2. A method as set forth in claim 1 wherein said insert and said shell are pressed together during said melting of said selected material

3. A method as set forth in claim 1 wherein said channel and said recess are formed having rectilinear surfaces.

4. A method as set forth in claim 1 wherein said channel is disposed adjacent said body section, and said recess extends outwardly from said insert-receiving aperture of said shell.

5. A method as set forth in claim 4 wherein after said placing step, said assembly of said insert and shell and selected material is oriented such that said rearwardly facing shell surface faces upwardly, whereby upon melting said selected material is assisted by gravity to flow downwardly between an incremental gap between an outer surface of said insert body section and an inwardly facing surface defining said insert-receiving aperture of said shell.

6. A method as set forth in claim 1 wherein said selected material initially comprises a solid performed into a selected shape adapted to be placed within said one of said channel and said recess.

7. A method as set forth in claim 6 wherein said preformed solid is dimensioned and shaped to fit entirely within said seal seat when said insert and shell are placed together so that said forwardly facing insert surface section abuts said rearwardly facing shell surface section prior to melting said selected material.

8. A method as set forth in claim 7 wherein said preformed solid is dimensioned to be slightly less in cross-section than the cross-section of said seal seat when said insert and said shell are placed together, enabling placement of said preformed solid within said seal seat without compression or force.

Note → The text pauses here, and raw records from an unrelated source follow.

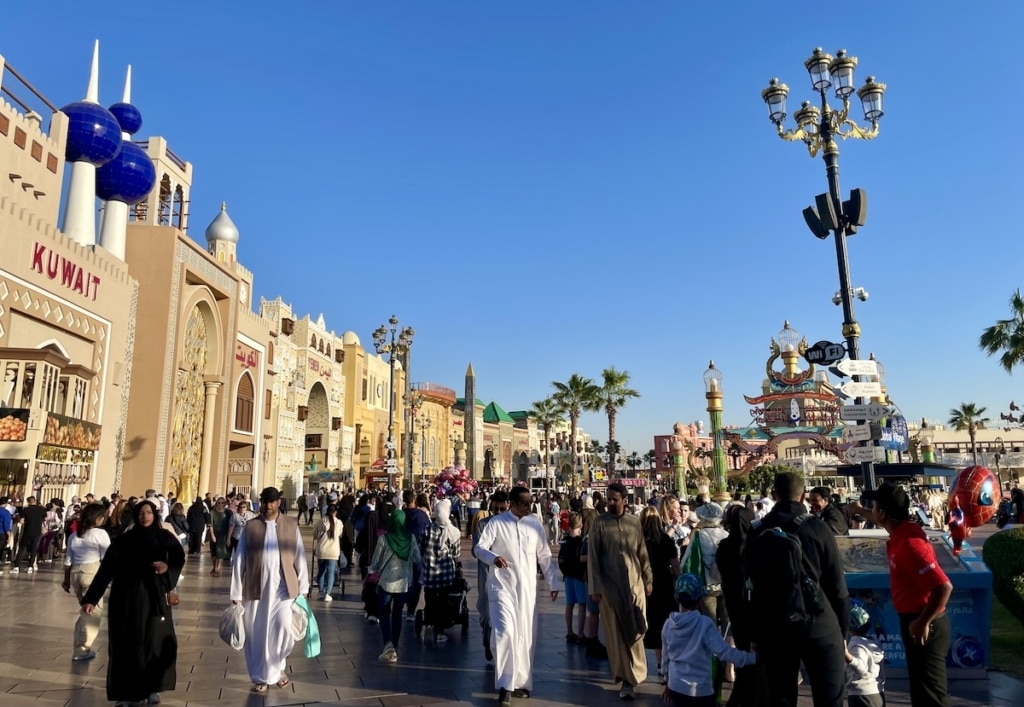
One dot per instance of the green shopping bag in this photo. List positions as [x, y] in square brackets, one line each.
[311, 649]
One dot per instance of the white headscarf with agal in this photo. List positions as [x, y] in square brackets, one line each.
[442, 513]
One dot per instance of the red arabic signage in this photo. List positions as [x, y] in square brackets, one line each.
[55, 266]
[323, 370]
[246, 357]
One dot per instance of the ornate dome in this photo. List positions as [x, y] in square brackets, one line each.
[128, 177]
[222, 227]
[128, 117]
[93, 133]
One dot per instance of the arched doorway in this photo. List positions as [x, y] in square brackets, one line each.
[198, 359]
[317, 431]
[522, 466]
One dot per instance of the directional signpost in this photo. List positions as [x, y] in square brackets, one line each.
[861, 432]
[854, 367]
[859, 389]
[857, 413]
[824, 354]
[859, 455]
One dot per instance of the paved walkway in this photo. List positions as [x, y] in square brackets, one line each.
[36, 666]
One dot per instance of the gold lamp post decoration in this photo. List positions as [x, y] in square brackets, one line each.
[713, 392]
[818, 127]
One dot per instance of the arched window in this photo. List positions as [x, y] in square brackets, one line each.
[244, 402]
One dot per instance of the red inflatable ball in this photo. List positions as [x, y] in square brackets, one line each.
[976, 491]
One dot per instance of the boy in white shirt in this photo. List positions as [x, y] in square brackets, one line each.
[689, 639]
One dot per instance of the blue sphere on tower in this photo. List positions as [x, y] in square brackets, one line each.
[93, 133]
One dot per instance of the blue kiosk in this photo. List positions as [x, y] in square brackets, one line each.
[970, 607]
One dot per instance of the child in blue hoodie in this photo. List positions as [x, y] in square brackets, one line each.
[689, 640]
[864, 679]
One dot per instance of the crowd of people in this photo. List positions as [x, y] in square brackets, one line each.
[750, 591]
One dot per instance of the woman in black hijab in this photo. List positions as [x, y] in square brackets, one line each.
[142, 566]
[745, 690]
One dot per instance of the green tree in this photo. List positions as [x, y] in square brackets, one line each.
[762, 477]
[547, 414]
[633, 461]
[614, 393]
[1006, 337]
[573, 397]
[969, 417]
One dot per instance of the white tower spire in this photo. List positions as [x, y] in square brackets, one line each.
[92, 91]
[114, 220]
[126, 94]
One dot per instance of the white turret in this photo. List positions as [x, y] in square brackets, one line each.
[126, 179]
[93, 139]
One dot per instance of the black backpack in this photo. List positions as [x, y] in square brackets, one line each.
[778, 588]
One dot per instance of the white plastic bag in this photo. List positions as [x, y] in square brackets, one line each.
[299, 622]
[232, 630]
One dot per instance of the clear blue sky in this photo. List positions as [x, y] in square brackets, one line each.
[546, 188]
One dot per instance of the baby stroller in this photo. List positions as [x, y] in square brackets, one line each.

9. A method as set forth in claim 6 wherein said insert and said shell are pressed together during said melting of said selected material, and said preformed solid is dimensioned and shaped to be positioned within said one of said channel and said recess and having a height prior to melting sufficient to incrementally space apart said forwardly facing insert surface section and said rearwardly facing shell surface section upon said insert and said shell being initially placed together

10. The method as set forth in claim 1 wherein both said shell and said insert are free of openings in communication between said seal seat and any outer surface, whereby said seal seat is entirely enclosed by said shell and said insert and environmentally isolated.

11. A method as set forth in claim 1 wherein said channel and said recess are formed to define a rectangular seal seat cross-section.